AI and Other Advanced Technology to Facilitate Medical Record Review
AI technology including NLP (Natural Language Processing) is used for reviewing medical records and claims. Advanced artificial intelligence models help speed up claims processing while maintaining compliance. Here are some of the things that machine learning-driven models can perform.
- Review large-volume claims quickly and efficiently
- Assign risk scores to remaining claims. This enables manual intervention to be focused strategically.
- Automatically document findings and provide guidance to medical record reviewers with pertinent evidence regarding adherence to clinical policies.
- Scan the medical records and extract important evidence from radiology reports, lab results, medical history, physicians’ notes and others.

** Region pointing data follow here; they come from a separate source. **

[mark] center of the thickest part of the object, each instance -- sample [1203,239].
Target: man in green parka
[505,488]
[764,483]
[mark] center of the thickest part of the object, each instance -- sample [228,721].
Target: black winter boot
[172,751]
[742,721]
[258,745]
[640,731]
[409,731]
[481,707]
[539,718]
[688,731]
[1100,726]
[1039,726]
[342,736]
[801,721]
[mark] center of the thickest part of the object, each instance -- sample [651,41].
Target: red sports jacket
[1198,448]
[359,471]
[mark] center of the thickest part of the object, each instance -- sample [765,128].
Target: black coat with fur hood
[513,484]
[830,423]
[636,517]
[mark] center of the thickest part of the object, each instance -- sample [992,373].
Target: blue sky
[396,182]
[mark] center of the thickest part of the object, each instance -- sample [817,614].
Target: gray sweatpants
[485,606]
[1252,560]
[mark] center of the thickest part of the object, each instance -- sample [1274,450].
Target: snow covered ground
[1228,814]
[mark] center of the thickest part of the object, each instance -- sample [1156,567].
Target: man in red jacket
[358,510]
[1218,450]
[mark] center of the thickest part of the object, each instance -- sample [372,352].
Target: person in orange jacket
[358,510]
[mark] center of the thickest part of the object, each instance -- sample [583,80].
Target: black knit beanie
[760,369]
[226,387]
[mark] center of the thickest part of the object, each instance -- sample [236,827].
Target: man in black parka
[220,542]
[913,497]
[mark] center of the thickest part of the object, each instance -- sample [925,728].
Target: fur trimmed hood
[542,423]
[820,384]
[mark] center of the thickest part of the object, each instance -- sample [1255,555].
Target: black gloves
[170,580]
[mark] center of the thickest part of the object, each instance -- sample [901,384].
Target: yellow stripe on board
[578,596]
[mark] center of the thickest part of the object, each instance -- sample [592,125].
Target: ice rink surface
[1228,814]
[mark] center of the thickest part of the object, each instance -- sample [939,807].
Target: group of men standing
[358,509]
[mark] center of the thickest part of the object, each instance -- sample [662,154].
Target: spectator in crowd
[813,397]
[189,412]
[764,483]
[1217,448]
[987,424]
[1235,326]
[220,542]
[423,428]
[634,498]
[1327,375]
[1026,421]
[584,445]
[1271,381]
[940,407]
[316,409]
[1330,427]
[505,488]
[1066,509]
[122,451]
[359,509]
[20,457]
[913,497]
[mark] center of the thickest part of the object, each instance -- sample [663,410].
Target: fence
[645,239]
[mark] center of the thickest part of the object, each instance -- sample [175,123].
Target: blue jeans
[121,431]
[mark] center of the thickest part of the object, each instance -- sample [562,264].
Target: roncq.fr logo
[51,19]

By applying clinical policy against the extracted data, AI models help with quick and informed decision-making.
- Automation of the medical record review process ensures consistency and reduces the risk of non-compliance with medical standards and applicable regulations.

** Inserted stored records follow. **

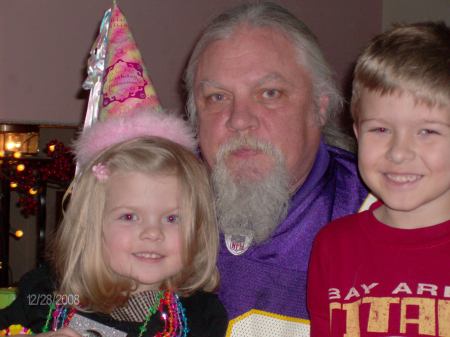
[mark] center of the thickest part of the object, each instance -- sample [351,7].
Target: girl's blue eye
[428,132]
[172,218]
[128,217]
[379,129]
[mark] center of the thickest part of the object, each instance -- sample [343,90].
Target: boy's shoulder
[346,228]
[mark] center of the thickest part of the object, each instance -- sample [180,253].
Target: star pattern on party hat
[126,85]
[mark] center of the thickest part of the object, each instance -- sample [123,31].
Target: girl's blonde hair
[77,253]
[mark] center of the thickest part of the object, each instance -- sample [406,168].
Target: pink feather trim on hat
[114,130]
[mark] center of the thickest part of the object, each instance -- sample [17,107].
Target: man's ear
[355,129]
[324,101]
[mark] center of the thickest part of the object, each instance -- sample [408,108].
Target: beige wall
[44,46]
[408,11]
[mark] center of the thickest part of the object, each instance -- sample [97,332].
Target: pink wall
[44,46]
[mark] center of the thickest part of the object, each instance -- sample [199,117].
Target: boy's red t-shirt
[369,279]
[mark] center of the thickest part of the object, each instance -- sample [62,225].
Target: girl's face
[142,237]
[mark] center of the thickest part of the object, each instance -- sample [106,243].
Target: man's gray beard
[249,207]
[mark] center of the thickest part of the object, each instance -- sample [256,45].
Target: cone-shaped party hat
[123,104]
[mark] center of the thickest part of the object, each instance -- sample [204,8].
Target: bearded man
[261,96]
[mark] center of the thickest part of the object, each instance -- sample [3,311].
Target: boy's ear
[355,129]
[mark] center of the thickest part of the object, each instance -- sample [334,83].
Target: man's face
[251,85]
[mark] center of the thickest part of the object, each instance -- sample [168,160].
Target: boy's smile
[404,158]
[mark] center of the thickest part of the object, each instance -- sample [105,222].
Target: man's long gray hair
[248,207]
[269,14]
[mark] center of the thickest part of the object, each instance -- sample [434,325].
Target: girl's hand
[65,332]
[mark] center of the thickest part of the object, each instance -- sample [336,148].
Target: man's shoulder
[344,227]
[342,158]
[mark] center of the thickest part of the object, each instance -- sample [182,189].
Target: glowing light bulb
[10,146]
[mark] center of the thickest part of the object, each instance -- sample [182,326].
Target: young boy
[386,271]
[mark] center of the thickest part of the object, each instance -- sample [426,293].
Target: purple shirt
[271,277]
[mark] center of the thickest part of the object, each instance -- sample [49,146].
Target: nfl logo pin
[238,244]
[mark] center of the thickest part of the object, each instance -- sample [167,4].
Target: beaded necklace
[167,303]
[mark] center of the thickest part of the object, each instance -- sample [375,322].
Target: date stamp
[56,299]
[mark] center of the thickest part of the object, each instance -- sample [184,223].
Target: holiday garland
[56,169]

The manual medical claims review and medical record review processes can be made more efficient and consistent with advanced technology models. However, human participation cannot be completely avoided. AI models can review a greater number of medical records and better focus the reviews. Importantly, healthcare provider calls associated with medical necessity and authorization can be considerably reduced. AI for medical record review can integrate with the clients’ current processes.
Application Areas of Advanced Technology
- HEDIS Quality Measures: Natural language processing models facilitates identifying supporting evidence for hybrid HEDIS measures. With such advanced technology, it is easier to extract key facts contained in unstructured text documents. There is no need to review the documents multiple times and consequently incur high costs. NLP processes can be applied through the reporting year, which in turn helps identify and close care gaps immediately.

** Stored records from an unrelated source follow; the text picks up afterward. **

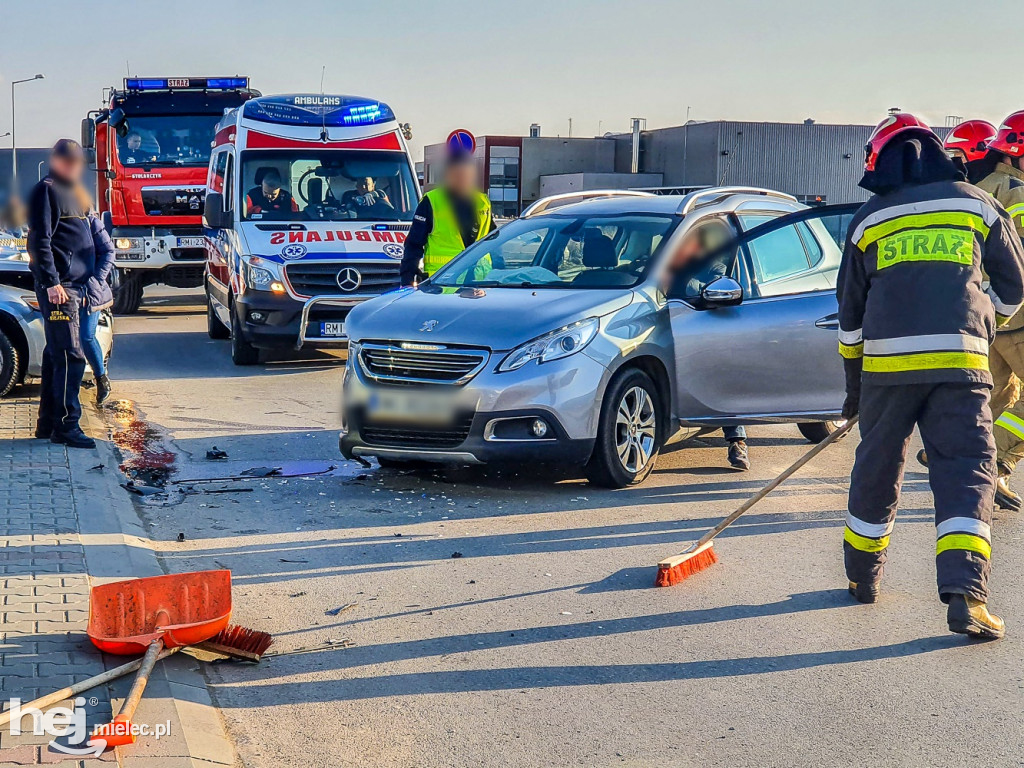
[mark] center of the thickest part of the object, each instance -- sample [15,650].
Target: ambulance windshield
[327,185]
[172,139]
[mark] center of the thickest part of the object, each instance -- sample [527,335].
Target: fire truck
[150,146]
[310,199]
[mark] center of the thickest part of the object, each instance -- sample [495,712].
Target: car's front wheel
[629,437]
[816,431]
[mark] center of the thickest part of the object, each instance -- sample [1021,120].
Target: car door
[773,355]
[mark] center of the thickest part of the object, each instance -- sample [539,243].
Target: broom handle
[776,482]
[138,687]
[84,685]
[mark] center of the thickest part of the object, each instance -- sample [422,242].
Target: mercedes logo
[349,279]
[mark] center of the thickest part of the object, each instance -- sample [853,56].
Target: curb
[117,547]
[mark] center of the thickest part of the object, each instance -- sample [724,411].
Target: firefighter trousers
[1007,365]
[956,427]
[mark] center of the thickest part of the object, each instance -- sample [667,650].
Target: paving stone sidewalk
[57,517]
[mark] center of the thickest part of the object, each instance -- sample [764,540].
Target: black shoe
[102,389]
[737,455]
[1005,496]
[75,438]
[968,615]
[864,593]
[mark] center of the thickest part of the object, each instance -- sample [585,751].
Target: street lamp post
[13,141]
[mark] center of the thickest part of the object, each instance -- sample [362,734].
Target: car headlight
[553,346]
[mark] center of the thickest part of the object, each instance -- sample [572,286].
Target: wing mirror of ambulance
[214,214]
[722,292]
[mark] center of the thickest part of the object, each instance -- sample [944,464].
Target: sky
[497,67]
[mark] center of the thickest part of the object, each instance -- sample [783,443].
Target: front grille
[444,366]
[341,278]
[394,435]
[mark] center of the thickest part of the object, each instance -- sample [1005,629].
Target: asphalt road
[545,643]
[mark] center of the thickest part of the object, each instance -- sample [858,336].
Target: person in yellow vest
[450,218]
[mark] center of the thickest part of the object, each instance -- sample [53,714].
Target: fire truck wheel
[243,353]
[214,327]
[127,294]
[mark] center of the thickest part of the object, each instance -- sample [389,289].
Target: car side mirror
[214,215]
[722,292]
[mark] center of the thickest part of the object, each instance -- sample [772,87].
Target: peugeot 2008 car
[595,333]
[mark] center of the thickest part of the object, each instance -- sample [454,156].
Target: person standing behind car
[62,260]
[98,296]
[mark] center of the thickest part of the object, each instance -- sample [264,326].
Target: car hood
[500,318]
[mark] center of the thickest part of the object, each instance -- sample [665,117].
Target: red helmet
[901,122]
[971,138]
[1010,138]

- Extract SDoH details or Social Determinants of Health: These include severity of the disease and lifestyle choices. NLP can be used to extract these data from the medical records and provide complete details of each plan member.
- Risk Adjustment for Medicare Advantage: Advanced technology models help in identifying specific disease comorbidities in association with chronic diseases such as heart failure and diabetes. Many key details may not be captured in the EHR fields and these can be obtained from a review of the clinical notes. Such information is important for long-term conditions such as multiple sclerosis, chronic hepatitis, diabetes, heart failure, chronic obstructive pulmonary disease. Medical record review helps show the audit trail and proof of various face-to-face encounters and their dates.
- Clinical review and medical necessity: Tedious medical record analysis can be simplified with NLP technology that can more easily identify supporting evidence in the medical chart for the treatments provided, medical devices used and so on. The medical records can be easily scanned and the relevant criteria extracted efficiently.
Health insurers rely on accurate medical record review and medical claim review to ensure appropriate reimbursement for various medical procedures and treatments. Advanced technology can reduce the stress and inefficiency associated with manually reviewing vast amounts of unstructured medical data and related high costs. To gain vital member insights from the medical records, payers are increasingly evaluating and using various technology options. Medical record review teams for health plans also utilize advanced technology to quickly search huge data sets and obtain results ranked in the order of relevance. This helps them locate the information needed to make a coding or clinical determination.